HEMORRAGIA INTRACRANEAL
¿Qué es una hemorragia cerebral?
Existen diversas causas por las cuales se pueden producir sangrados dentro de la cabeza: traumatismos, ruptura de malformaciones vasculares, hipertensión arterial, etc. En ocasiones, no es posible conocer la causa. Los problemas que provocan estos sangrados dependen de la zona del cerebro afectada y de la magnitud de la hemorragia.
¿Qué tipos de hemorragias cerebrales existen?
Se llaman HEMATOMAS EPIDURALES aquellos que se localizan entre las cubiertas del cerebro y el hueso del cráneo. Suelen estar provocados por traumatismos y requieren una intervención quirúrgica urgente para su evacuación.Los HEMATOMAS SUBDURALES AGUDOS se encuentran entre las membranas que forman las cubiertas del cerebro (meninges); requieren, así mismo, intervención quirúrgica más o menos agresiva según su tamaño. Suelen estar provocados por traumatismos.
Los HEMATOMAS INTRACEREBRALES suelen ocurrir en personas de edad avanzada y están muy relacionados con un mal control de la tensión arterial, entre otras causas. La mayor parte no necesitan ser intervenidos a pesar de que provoquen déficits neurológicos.
Los HEMATOMAS SUBDURALES CRÓNICOS aparecen a las semanas o meses tras un traumatismo banal (a veces, espontáneamente) y son más frecuentes en personas mayores, pacientes en tratamiento anticoagulante, alcohólicos, etc. Suelen evacuarse mediante trépanos conectados a drenajes a lo largo de varios días.
La HEMORRAGIA SUBARACNOIDEA se localiza entre las cubiertas del cerebro y el propio cerebro. Suele aparecer por la ruptura de una o varias arterias cerebrales grandes anormalmente formadas (aneurismas, malformaciones arteriovenosas, etc.). Son situaciones graves que suelen requerir una estancia en Unidad de Cuidados Intensivos más o menos prolongada. La mayor parte de estas hemorragias se pueden tratar mediante una “técnica endovascular” (por el interior de las arterias, mediante un cateterismo); el resto de casos necesitarán una intervención quirúrgica.
¿Cuáles son los síntomas de una hemorragia cerebral?
En todos los casos anteriores, el paciente puede llegar al hospital con síntomas muy diversos: dolor de cabeza, náuseas, vómitos, alteraciones de la visión, convulsiones, pérdida de fuerza en miembros, pérdidas de sensibilidad, dificultad o imposibilidad para hablar, disminución del nivel de conciencia o coma. En ocasiones la gravedad de la hemorragia es tal, que el paciente puede fallecer en las horas o días posteriores al sangrado a pesar de recibir el tratamiento correcto.

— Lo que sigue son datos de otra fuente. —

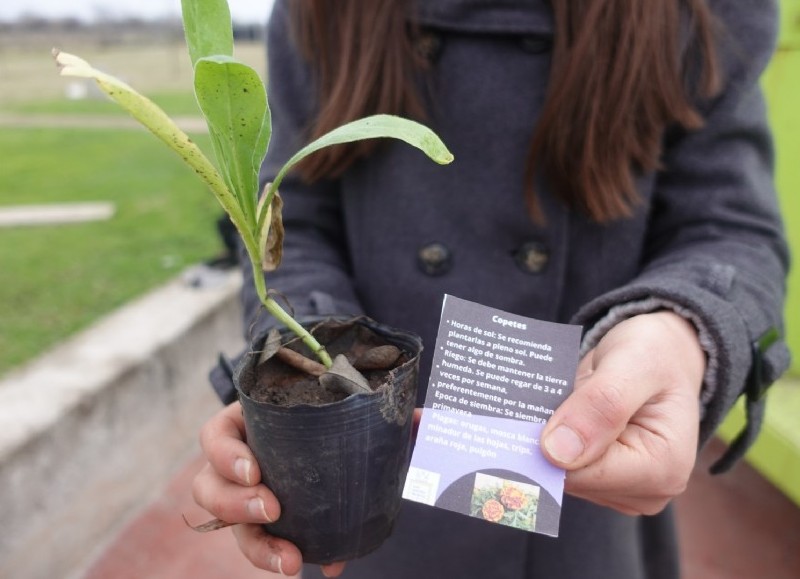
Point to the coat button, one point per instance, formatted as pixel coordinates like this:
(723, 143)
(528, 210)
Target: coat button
(532, 257)
(535, 44)
(434, 259)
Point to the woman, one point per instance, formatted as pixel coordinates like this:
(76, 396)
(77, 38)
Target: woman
(613, 169)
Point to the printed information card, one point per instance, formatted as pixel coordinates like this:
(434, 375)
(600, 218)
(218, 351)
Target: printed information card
(496, 379)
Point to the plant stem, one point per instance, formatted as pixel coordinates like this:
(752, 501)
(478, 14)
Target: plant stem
(282, 316)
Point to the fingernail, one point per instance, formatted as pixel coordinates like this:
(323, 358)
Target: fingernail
(242, 469)
(275, 564)
(564, 445)
(256, 509)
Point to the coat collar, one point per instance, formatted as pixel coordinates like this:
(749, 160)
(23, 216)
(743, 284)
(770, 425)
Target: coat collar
(487, 16)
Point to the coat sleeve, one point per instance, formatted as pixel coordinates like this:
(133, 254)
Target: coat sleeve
(314, 276)
(715, 251)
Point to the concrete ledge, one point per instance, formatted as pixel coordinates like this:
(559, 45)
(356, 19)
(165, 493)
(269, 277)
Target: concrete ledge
(92, 430)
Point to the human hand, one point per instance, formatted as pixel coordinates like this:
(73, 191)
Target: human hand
(628, 433)
(229, 488)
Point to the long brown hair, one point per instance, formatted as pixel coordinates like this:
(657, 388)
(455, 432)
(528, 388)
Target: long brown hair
(620, 77)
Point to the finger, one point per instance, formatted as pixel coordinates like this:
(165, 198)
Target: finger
(640, 473)
(268, 552)
(593, 416)
(232, 502)
(222, 441)
(333, 570)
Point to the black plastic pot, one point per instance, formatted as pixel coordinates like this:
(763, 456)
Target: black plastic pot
(337, 469)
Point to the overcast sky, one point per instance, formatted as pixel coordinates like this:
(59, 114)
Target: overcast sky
(241, 10)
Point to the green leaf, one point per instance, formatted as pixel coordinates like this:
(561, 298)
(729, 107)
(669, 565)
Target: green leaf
(157, 121)
(234, 102)
(207, 27)
(374, 127)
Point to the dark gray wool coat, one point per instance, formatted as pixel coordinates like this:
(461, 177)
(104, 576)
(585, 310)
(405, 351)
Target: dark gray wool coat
(396, 232)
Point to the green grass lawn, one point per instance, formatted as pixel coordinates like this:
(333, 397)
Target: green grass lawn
(58, 279)
(174, 104)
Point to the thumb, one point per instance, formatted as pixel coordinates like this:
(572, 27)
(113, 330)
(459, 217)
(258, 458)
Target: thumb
(593, 416)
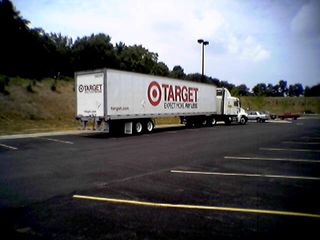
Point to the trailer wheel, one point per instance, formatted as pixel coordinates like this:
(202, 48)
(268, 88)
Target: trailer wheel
(149, 126)
(243, 120)
(213, 121)
(138, 127)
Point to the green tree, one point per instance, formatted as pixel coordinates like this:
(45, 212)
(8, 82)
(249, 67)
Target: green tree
(93, 52)
(177, 72)
(260, 89)
(283, 89)
(160, 69)
(136, 58)
(295, 90)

¿En qué consiste la operación?
En la mayoría de los casos anteriormente citados, la intención de la intervención quirúrgica es la de evacuar la mayor cantidad posible de hemorragia para evitar o paliar el daño que sufre el cerebro por irritación y compresión. Suele hacerse mediante una “craneotomía” (apertura del cráneo y evacuación del hematoma) que requiere una serie de estudios preoperatorios y anestesia general.Muchas hemorragias son de gravedad suficiente como para requerir estancias más o menos prolongadas en el Servicio de Cuidados Intensivos o en el de Reanimación. Los médicos de estos servicios se encargan del seguimiento de los pacientes y de la información a familiares durante su estancia allí.
¿Qué ocurre cuando el paciente vuelve a su cama de Neurocirugía?
En la planta de Neurocirugía, el paciente que ha sufrido una hemorragia intracraneal recibe atenciones diarias en lo referente al ajuste de medicación, realización de pruebas diagnósticas, cuidados de enfermería e inicio de rehabilitación en los casos precisos.
¿Cuáles son los riesgos y secuelas de la intervención?
Los riesgos de la intervención son los propios de cualquier anestesia general sumados a los riesgos de aparición de una hemorragia cerebral mayor de la existente, infección y persistencia o empeoramiento del déficit neurológico. El principal determinante de que aparezcan o no complicaciones postquirúrgicas es el estado físico general y neurológico del paciente previo a ser intervenido. Las enfermedades de tipo general (diabetes, hipertensión, enfermedades cardíacas o respiratorias, etc.) son también muy importantes de cara a la evolución posterior.
Las secuelas, temporales o permanentes, pueden ser muy diversas y varían en gran medida con el tipo de hemorragia y las características de cada paciente. Solicite al neurocirujano que lleva su caso toda la información que necesite a este respecto.
La Sociedad Española de Neurocirugía ha editado casi todas la complicaciones posibles, aunque afortunadamente no todas probables.